First passage time properties of diffusion with a broad class of stochastic diffusion coefficients

Abstract

This study investigates the first passage time (FPT) properties of particles with a broad class of positive stochastic diffusion coefficients (DCs), representing diffusion in heterogeneous environments or of particles with conformational fluctuations. We demonstrate that for diffusion in a one-dimensional semi-infinite domain with an absorbing boundary, particles will eventually reach the absorbing boundary with probability one. We also show that a stochastic DC provides higher transport efficiency in an early arrival of particles at the boundary than would be expected under diffusion whose DC is the ensemble average of the stochastic DC. Furthermore, a stochastic DC with a larger supremum exhibits a more efficient transport even if ensemble averages are the same. For ergodic DCs, we show three more properties: the mean FPT diverges, the enhancement of early-arrival efficiency diminishes over long times, and the FPT distribution converges to a Lévy-Smirnov distribution in the long-time limit.

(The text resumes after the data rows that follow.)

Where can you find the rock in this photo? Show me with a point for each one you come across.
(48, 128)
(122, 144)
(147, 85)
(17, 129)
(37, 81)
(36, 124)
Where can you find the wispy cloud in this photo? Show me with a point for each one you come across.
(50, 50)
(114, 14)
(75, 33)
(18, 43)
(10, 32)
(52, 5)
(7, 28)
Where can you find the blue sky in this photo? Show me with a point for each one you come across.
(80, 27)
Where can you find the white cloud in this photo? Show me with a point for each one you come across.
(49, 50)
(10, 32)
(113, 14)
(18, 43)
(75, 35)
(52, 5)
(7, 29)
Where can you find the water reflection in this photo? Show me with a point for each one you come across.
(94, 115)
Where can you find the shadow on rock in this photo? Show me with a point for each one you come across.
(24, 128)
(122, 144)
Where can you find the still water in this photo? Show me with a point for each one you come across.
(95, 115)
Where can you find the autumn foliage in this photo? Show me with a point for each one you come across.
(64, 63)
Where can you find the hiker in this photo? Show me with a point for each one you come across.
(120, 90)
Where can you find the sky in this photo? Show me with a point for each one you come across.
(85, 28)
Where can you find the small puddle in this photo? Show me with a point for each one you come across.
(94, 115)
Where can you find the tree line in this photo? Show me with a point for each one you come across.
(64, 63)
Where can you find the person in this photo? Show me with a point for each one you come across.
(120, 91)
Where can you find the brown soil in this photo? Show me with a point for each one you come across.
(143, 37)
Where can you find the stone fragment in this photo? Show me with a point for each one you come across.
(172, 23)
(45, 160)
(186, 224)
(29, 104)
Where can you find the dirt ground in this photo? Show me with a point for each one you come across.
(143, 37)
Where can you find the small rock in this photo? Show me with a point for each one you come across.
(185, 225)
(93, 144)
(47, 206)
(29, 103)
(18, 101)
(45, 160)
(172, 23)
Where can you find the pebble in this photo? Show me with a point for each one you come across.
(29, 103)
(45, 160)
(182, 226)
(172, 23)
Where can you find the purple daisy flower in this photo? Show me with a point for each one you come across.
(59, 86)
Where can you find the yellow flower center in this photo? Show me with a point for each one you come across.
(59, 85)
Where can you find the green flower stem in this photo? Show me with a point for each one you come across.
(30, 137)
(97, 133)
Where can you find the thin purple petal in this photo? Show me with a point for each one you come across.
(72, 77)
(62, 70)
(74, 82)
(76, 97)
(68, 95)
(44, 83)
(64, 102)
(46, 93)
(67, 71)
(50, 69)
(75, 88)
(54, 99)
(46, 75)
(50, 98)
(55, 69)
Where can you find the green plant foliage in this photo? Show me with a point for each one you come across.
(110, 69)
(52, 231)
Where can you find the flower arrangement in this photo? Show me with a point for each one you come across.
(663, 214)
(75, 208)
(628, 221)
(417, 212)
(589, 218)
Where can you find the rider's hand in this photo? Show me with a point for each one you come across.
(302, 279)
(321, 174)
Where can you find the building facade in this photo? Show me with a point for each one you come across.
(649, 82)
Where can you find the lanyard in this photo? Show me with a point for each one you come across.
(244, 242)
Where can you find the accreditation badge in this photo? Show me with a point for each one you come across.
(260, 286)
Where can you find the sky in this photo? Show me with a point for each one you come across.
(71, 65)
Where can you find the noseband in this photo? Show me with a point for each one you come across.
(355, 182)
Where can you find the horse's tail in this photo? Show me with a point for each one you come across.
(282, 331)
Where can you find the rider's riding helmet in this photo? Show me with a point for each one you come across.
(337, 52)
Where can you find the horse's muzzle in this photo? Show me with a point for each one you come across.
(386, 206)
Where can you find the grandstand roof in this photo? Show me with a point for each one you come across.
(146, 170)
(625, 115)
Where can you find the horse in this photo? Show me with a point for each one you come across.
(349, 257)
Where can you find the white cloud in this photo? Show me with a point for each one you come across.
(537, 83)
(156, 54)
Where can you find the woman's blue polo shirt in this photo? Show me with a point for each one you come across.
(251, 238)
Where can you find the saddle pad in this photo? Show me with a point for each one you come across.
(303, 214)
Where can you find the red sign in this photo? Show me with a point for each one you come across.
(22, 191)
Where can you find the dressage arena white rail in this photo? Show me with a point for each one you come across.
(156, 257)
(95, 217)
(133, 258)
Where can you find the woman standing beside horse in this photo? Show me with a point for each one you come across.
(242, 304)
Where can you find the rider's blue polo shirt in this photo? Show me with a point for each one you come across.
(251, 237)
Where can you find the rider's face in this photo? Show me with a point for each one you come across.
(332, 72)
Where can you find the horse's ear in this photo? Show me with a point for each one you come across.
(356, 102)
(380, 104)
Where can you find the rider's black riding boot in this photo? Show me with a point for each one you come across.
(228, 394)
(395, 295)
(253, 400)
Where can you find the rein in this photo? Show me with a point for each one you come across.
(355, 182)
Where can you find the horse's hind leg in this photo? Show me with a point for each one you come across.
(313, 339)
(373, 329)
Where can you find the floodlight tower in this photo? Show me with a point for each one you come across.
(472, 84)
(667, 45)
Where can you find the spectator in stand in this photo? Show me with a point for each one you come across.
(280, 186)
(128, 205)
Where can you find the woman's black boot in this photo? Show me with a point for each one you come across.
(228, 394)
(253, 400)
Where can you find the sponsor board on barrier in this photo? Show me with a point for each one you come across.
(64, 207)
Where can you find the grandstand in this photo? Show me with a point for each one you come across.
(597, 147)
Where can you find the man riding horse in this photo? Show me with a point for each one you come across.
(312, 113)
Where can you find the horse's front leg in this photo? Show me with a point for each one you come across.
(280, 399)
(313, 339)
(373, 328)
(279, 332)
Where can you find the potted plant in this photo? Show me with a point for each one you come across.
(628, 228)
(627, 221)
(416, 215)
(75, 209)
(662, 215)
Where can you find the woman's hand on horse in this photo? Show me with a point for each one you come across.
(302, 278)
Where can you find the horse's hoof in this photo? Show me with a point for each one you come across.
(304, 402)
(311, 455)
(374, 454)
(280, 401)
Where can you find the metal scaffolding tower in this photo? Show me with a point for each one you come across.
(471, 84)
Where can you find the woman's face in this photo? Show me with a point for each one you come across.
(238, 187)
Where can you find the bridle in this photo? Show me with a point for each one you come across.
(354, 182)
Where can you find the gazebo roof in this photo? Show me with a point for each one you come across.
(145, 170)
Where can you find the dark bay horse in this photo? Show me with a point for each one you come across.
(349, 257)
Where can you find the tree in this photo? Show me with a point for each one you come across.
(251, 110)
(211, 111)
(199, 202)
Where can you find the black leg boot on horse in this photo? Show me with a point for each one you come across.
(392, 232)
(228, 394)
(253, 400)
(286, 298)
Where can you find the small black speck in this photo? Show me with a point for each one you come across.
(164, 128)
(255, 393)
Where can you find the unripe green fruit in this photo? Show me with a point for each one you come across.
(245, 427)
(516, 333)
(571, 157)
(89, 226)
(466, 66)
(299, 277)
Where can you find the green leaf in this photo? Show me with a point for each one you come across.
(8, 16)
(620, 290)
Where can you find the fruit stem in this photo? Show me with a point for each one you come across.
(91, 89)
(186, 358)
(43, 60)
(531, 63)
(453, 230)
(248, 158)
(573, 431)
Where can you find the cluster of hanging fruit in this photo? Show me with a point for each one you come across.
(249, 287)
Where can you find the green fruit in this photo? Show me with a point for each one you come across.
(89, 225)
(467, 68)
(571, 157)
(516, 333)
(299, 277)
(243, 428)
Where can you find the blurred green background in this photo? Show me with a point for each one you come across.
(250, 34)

These properties are shown to arise from the convergence of the time-averaged DC to the ensemble average, with the convergence speed determined by the DC's fluctuation time scale. We finally discuss the similarities and differences of FPT properties between three-dimensional diffusion outside a spherical absorbing boundary and the one-dimensional diffusion. Our results indicate that fluctuations in DCs may need to be non-Markov and/or non-ergodic to allow efficient transport of particles to distant targets. Our results also suggest that fluctuations in a DC play an important role, for example, in diffusion-limited reactions triggered by single molecules in physics, chemistry, or biology.